This article appeared in the spring 2015 issue of Dispatches, the MSF Canada magazine (PDF)
Design Shelter Inc. is a Canadian company that specializes in making insulated tents for use in the Arctic. The same principle that allows people inside the tents to stay warm in spite of frigid temperatures outside can also be applied in reverse to hot-weather climates – a notion that caught the attention of MSF’s Toronto office.
“The strict safety protocols MSF uses when responding to infectious disease outbreaks, like the ones in place at our Ebola treatment centres in West Africa, are designed to ensure there is as little chance as possible for viral transmission,” says Jonathan Jennings, the deputy executive director at MSF Canada. “That means our medical staff must wear full PPE at all times – the space suits you see in media coverage of the Ebola crisis – and in a field-hospital setting that heat can get overwhelming. If we can find a way to moderate those temperatures, it will have a direct impact on levels of care for our patients.”
While back in Canada recently, Dr. Tim Jagatic observed a demonstration of Design Shelter’s tent in Mississauga, Ontario, and liked what he saw.
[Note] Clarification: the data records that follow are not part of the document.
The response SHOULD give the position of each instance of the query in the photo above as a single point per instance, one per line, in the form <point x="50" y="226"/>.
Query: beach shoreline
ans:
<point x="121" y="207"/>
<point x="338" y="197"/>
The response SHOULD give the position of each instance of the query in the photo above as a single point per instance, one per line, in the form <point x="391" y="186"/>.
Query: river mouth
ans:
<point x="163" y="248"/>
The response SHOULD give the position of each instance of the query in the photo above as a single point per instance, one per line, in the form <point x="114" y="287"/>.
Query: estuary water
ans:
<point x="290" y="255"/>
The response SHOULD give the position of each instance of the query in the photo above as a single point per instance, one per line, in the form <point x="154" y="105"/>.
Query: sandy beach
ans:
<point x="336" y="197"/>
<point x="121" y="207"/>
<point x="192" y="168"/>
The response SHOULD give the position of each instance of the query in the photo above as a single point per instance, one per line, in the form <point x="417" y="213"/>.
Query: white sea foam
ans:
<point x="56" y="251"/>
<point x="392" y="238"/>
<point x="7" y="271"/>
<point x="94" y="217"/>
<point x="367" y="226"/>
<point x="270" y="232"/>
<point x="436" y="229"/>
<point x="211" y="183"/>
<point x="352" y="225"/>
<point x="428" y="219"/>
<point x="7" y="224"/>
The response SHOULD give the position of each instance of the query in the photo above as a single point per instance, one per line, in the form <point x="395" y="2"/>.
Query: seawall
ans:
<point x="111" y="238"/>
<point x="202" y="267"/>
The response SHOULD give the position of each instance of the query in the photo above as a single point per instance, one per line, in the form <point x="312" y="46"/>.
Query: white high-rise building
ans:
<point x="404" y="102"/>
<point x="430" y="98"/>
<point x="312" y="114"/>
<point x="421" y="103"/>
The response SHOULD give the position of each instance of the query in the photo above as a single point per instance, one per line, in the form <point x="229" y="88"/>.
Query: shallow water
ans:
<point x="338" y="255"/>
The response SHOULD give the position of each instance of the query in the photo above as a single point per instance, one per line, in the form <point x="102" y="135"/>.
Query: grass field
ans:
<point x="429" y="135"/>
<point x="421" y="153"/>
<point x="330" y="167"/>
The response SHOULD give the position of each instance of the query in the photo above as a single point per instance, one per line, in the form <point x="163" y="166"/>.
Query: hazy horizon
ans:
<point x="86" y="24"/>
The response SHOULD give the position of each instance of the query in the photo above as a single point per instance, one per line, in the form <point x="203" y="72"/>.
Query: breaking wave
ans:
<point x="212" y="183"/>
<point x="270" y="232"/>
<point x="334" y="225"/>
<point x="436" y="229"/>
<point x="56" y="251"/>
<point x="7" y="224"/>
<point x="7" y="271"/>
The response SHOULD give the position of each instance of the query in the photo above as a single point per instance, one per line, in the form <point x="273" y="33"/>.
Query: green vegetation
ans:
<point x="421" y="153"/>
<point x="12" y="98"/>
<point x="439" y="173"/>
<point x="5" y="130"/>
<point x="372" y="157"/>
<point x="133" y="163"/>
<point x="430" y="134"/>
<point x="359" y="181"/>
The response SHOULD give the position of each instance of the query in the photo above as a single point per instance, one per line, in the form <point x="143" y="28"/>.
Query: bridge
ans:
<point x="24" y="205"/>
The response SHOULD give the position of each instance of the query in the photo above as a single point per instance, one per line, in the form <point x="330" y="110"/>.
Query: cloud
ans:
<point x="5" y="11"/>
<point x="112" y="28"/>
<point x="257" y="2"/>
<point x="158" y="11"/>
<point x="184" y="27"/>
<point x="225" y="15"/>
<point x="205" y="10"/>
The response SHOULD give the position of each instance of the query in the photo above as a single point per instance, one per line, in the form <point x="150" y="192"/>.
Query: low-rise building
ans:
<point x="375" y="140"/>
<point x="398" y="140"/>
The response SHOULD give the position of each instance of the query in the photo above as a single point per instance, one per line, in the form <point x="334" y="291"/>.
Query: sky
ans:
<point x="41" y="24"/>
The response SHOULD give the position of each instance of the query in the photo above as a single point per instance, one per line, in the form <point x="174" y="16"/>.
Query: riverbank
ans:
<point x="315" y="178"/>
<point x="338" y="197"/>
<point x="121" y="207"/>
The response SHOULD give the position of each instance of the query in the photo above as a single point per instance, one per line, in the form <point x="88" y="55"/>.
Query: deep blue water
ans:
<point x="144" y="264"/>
Not only did the structures offer advanced thermal insulation, which can greatly improve temperature control in the field, but a modular design and lightweight material mean the tents can be expandable, transportable and possible to set up within 30 minutes – ideal for emergency settings. More significantly, the tents have the potential to be fully decontaminated, which would mark a great improvement over current practices.
“Right now the tents we’re using at our Ebola treatment centres have to be burned when we’re finished with them, because they can’t be entirely decontaminated,” says Jennings. “That’s a concern for a number of different reasons, which is why this technology is important for us to consider.”